I closed my eyes, the tension leaving my shoulders. "Fear causes friction. Logic reduces drag."
The door creaked open.
I tensed, but Elara didn't move.
Lena slipped into the room. She was wearing her night shift, clutching a dagger that looked ridiculously large in her small hand.
"My Lord," she whispered. "I... I checked the perimeter. But the spies... if they escaped..."
"The spies are at the bottom of a gorge, Lena," I mumbled, half-asleep. "Go to bed."
"I cannot sleep alone," she said, her voice trembling with a practiced fragility. "The shadows move. And... I have guarded you every night since the poison. It is my protocol."

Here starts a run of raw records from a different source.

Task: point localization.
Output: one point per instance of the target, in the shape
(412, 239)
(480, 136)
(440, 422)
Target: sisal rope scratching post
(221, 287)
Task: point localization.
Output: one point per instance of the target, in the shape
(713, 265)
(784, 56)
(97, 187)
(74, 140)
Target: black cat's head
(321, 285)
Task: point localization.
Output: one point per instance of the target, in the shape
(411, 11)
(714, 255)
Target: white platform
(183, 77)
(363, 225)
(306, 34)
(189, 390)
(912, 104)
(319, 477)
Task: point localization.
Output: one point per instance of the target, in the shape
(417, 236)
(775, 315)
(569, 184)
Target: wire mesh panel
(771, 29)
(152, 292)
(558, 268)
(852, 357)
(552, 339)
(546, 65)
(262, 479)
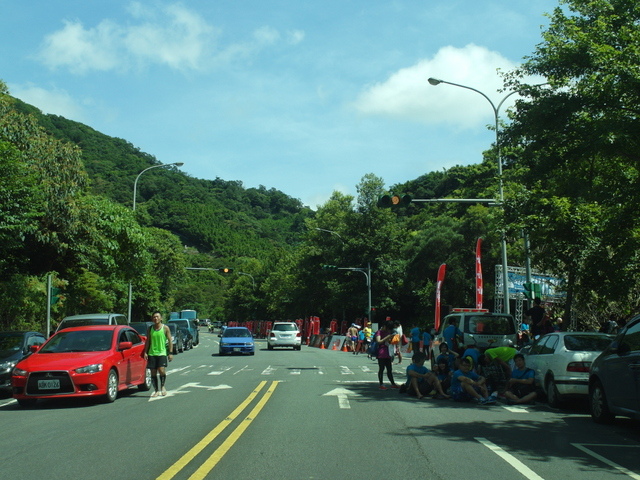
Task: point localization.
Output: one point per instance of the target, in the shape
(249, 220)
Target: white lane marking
(621, 469)
(219, 372)
(175, 370)
(343, 396)
(510, 459)
(515, 409)
(245, 368)
(181, 389)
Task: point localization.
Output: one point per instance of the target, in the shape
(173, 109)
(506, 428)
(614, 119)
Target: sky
(305, 97)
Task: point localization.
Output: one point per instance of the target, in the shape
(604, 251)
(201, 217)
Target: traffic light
(532, 290)
(389, 201)
(55, 295)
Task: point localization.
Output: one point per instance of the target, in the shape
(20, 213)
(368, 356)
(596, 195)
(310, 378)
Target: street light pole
(135, 189)
(496, 110)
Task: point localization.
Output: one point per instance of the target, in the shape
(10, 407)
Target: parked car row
(603, 368)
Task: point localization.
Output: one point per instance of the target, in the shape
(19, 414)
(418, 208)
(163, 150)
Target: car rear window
(285, 327)
(236, 332)
(586, 343)
(489, 325)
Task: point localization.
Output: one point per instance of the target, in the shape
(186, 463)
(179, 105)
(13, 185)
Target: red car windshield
(79, 341)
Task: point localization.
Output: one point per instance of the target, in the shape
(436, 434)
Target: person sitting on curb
(420, 380)
(520, 387)
(448, 356)
(467, 385)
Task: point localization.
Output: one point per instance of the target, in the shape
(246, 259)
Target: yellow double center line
(216, 456)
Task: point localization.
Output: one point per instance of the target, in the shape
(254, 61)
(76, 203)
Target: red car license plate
(49, 384)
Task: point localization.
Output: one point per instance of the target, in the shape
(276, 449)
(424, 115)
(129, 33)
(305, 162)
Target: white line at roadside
(510, 459)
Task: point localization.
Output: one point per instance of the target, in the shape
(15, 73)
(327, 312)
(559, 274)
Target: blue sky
(302, 96)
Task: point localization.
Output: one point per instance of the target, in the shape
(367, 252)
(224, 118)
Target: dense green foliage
(571, 177)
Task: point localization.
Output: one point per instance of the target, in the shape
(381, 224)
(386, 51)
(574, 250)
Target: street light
(135, 189)
(496, 110)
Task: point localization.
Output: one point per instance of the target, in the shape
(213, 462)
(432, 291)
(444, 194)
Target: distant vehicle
(177, 338)
(141, 327)
(614, 381)
(93, 319)
(89, 361)
(190, 325)
(236, 340)
(14, 346)
(284, 334)
(561, 362)
(187, 338)
(480, 327)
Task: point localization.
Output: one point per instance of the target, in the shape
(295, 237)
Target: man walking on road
(159, 342)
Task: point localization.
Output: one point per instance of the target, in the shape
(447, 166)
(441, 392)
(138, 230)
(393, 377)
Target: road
(309, 414)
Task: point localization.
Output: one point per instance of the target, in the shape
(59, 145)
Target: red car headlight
(95, 368)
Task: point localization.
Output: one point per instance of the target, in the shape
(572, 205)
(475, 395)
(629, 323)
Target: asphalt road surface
(309, 414)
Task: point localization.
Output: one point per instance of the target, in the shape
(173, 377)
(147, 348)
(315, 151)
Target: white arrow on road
(343, 396)
(180, 389)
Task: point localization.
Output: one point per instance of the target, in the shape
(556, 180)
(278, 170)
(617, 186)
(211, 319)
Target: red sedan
(83, 362)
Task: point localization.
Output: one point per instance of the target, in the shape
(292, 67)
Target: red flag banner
(479, 273)
(441, 272)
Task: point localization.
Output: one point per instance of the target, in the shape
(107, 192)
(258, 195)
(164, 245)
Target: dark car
(14, 346)
(614, 380)
(187, 338)
(141, 327)
(177, 337)
(236, 340)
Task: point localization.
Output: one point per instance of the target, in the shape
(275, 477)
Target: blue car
(236, 340)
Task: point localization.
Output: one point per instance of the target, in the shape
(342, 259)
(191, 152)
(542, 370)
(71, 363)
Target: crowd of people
(463, 374)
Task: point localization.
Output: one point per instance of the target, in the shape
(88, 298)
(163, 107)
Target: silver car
(284, 334)
(562, 360)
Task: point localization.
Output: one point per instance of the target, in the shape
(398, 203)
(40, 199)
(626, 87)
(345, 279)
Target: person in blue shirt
(452, 335)
(520, 387)
(467, 385)
(415, 339)
(420, 380)
(427, 340)
(473, 352)
(448, 356)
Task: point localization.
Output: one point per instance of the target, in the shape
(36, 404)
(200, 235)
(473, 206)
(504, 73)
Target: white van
(93, 319)
(480, 327)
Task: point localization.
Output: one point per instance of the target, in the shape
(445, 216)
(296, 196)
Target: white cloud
(174, 36)
(407, 94)
(81, 50)
(57, 102)
(266, 35)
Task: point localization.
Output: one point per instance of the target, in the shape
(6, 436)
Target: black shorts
(156, 361)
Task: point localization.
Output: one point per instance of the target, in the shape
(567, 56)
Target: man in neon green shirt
(159, 342)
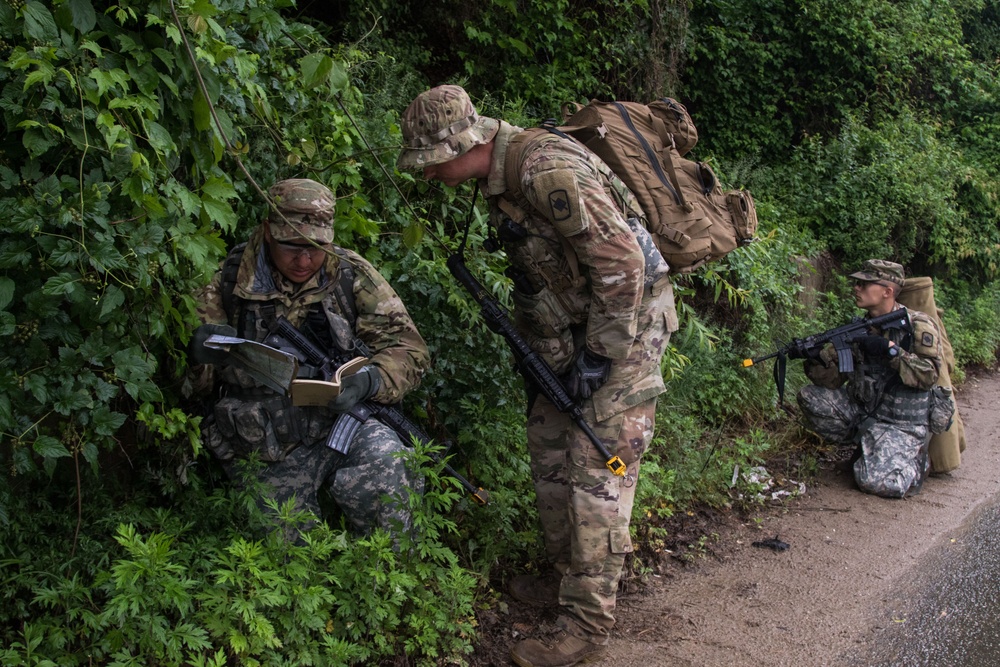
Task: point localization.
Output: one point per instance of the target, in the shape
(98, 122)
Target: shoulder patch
(553, 191)
(559, 207)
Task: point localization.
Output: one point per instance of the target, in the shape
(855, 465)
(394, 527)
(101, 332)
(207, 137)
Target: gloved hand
(874, 346)
(200, 354)
(356, 388)
(798, 350)
(589, 372)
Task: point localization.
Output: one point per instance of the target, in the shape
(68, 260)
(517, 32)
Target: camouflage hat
(880, 270)
(307, 205)
(441, 124)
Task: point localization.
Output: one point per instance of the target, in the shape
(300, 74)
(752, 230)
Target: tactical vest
(882, 394)
(252, 419)
(251, 320)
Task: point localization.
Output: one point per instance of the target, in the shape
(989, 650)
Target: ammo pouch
(542, 312)
(268, 425)
(942, 410)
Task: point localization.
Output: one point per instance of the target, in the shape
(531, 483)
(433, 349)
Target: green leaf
(338, 77)
(112, 299)
(316, 68)
(67, 399)
(8, 323)
(105, 421)
(39, 23)
(412, 235)
(159, 138)
(61, 283)
(49, 447)
(219, 212)
(6, 291)
(84, 18)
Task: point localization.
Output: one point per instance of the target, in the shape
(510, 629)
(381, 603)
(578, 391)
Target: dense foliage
(138, 138)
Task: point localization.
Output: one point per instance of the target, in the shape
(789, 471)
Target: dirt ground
(826, 595)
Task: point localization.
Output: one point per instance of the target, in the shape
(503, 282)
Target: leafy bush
(180, 587)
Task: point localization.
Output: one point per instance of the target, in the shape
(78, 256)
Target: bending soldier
(290, 267)
(883, 406)
(593, 298)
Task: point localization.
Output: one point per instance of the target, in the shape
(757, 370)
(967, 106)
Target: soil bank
(831, 592)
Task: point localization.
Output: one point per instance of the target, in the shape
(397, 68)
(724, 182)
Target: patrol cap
(441, 124)
(307, 205)
(880, 270)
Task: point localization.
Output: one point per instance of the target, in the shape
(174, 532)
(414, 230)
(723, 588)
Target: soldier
(593, 298)
(291, 267)
(884, 406)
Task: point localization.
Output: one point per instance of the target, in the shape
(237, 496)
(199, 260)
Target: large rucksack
(690, 218)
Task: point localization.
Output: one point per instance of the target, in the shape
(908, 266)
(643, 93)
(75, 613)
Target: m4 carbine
(284, 335)
(531, 366)
(840, 337)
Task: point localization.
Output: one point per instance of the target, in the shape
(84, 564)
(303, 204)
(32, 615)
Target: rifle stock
(840, 337)
(531, 366)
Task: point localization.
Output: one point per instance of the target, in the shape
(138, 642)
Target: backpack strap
(230, 271)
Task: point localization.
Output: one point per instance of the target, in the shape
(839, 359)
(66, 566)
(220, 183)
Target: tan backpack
(691, 219)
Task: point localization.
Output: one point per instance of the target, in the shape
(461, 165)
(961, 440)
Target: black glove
(798, 350)
(589, 372)
(356, 388)
(200, 354)
(874, 346)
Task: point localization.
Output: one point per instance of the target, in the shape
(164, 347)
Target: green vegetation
(136, 136)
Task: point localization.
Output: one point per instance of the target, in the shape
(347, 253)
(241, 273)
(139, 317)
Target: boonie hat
(441, 124)
(307, 205)
(880, 270)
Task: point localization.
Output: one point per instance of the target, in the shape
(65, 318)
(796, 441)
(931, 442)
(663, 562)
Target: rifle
(284, 335)
(532, 367)
(841, 337)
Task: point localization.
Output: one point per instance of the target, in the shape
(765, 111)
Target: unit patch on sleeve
(559, 206)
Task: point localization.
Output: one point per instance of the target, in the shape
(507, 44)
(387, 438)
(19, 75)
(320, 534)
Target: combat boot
(560, 650)
(536, 590)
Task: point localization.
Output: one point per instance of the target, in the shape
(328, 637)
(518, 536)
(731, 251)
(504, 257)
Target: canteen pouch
(266, 425)
(942, 410)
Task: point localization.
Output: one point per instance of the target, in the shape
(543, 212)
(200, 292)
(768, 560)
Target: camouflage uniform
(584, 275)
(883, 407)
(250, 418)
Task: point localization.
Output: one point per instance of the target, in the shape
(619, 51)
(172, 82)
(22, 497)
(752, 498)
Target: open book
(277, 369)
(321, 392)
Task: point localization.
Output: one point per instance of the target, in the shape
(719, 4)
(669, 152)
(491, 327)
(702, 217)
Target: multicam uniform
(883, 407)
(248, 417)
(583, 276)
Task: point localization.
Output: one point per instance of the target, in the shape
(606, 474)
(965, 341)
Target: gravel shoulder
(831, 591)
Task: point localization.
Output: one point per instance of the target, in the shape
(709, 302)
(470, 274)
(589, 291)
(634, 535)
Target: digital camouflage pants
(893, 440)
(584, 509)
(369, 484)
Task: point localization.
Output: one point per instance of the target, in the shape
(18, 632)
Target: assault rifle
(840, 337)
(284, 336)
(531, 366)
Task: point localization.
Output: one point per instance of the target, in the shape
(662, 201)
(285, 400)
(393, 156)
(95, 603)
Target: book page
(272, 368)
(317, 393)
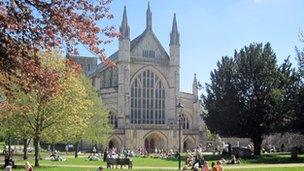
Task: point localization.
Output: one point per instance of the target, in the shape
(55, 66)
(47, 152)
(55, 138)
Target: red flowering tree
(29, 26)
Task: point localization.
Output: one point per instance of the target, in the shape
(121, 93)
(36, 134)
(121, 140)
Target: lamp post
(179, 106)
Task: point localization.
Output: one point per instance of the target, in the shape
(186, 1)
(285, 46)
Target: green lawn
(268, 162)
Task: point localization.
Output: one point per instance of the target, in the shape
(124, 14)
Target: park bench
(121, 162)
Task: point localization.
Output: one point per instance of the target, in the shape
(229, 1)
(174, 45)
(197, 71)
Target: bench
(121, 162)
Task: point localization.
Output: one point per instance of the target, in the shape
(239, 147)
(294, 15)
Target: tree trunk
(76, 149)
(9, 147)
(25, 145)
(53, 147)
(257, 143)
(36, 146)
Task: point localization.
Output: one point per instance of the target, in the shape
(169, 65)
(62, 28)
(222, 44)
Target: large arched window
(147, 99)
(185, 122)
(113, 119)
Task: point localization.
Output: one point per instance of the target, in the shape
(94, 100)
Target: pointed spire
(174, 35)
(149, 18)
(124, 28)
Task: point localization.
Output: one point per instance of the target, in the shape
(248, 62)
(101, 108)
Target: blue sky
(210, 29)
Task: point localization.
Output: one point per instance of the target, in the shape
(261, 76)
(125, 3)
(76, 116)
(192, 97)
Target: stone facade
(142, 91)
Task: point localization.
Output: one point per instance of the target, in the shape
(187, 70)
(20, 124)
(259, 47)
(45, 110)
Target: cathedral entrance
(155, 141)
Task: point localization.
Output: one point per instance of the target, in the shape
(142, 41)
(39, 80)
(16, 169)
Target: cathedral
(142, 91)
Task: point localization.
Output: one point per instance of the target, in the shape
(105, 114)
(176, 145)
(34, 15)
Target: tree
(42, 113)
(298, 117)
(30, 26)
(97, 129)
(245, 94)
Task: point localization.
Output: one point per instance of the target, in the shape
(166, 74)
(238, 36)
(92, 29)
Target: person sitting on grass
(100, 168)
(219, 166)
(213, 168)
(9, 167)
(205, 166)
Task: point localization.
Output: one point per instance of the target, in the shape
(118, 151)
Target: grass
(82, 164)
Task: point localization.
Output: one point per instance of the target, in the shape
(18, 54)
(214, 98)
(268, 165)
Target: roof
(133, 44)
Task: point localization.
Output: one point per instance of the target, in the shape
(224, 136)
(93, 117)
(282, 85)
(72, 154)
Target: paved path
(227, 167)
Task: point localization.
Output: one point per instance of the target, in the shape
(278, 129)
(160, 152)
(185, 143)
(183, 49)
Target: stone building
(142, 91)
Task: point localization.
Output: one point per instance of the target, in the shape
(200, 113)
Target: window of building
(147, 107)
(185, 122)
(113, 119)
(149, 53)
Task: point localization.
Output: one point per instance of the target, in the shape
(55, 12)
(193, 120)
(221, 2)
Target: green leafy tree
(98, 127)
(245, 95)
(298, 123)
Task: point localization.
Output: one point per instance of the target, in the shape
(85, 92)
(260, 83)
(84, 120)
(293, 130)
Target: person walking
(28, 166)
(205, 166)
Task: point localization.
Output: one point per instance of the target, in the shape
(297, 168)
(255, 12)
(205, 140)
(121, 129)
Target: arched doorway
(114, 142)
(155, 140)
(188, 144)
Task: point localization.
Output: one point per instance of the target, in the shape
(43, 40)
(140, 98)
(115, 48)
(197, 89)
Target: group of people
(28, 167)
(55, 157)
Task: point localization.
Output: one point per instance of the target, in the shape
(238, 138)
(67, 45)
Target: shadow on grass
(274, 158)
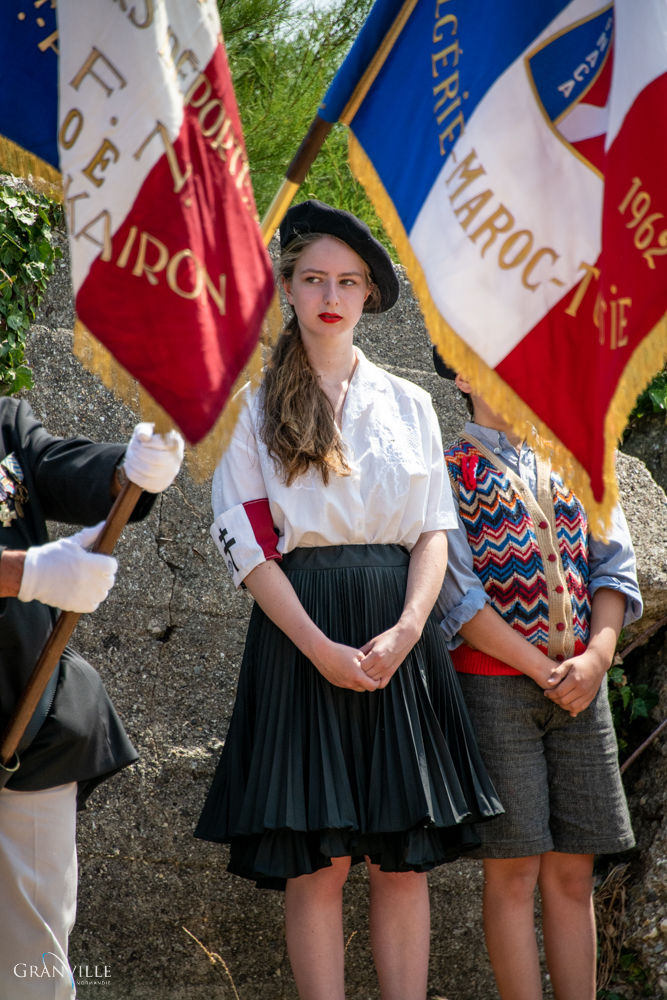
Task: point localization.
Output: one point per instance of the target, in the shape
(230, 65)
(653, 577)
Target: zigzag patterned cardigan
(531, 555)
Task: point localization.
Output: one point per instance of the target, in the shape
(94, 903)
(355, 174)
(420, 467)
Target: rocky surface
(168, 643)
(648, 442)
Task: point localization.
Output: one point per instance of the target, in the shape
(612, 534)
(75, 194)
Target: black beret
(443, 370)
(315, 217)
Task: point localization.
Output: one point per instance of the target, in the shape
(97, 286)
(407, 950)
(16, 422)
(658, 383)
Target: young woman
(349, 738)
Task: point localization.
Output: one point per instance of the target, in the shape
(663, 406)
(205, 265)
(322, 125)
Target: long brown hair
(298, 422)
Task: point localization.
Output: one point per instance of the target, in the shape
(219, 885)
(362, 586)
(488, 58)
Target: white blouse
(397, 489)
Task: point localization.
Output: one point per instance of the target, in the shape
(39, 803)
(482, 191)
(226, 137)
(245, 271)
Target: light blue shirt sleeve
(612, 564)
(462, 594)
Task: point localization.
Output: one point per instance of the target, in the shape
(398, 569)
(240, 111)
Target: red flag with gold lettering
(170, 273)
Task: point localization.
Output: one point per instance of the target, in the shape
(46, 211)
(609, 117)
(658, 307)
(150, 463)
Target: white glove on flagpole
(64, 575)
(152, 460)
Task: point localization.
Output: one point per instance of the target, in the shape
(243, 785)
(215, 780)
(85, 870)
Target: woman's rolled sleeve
(440, 510)
(612, 565)
(243, 529)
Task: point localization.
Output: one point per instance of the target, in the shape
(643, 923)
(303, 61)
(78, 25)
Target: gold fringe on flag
(203, 457)
(644, 362)
(42, 176)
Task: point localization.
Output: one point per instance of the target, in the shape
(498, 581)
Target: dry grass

She didn't wait for permission. She blew out the glow-stone and scrambled onto the other side of the bed.
I felt the mattress dip. A smaller, sharper warmth pressed against my chest.
I froze, waiting for the explosion. I was sandwiched between a Princess and a Maid. In any other court, this was a scandal. In a harem novel, this was the climax.
But here?
Elara shifted slightly, making room. She didn't growl. She didn't shove Lena off.
"She is small," Elara murmured sleepily, tightening her hold on me. "She does not displace much heat. And she checks the food for poison."
"She is an asset," I agreed groggily.
Lena wiggled until her head was tucked under my chin, her dagger under the pillow. Elara was a warm mountain behind me. Lena was a vigilant heater in front of me.
I was insulated. Protected.
"Optimization," I whispered to the dark.
For the first time since waking up in this poisoned body, my heart rate dropped to a perfectly resting rhythm. I didn't dream of chemical plants or black water. I slept.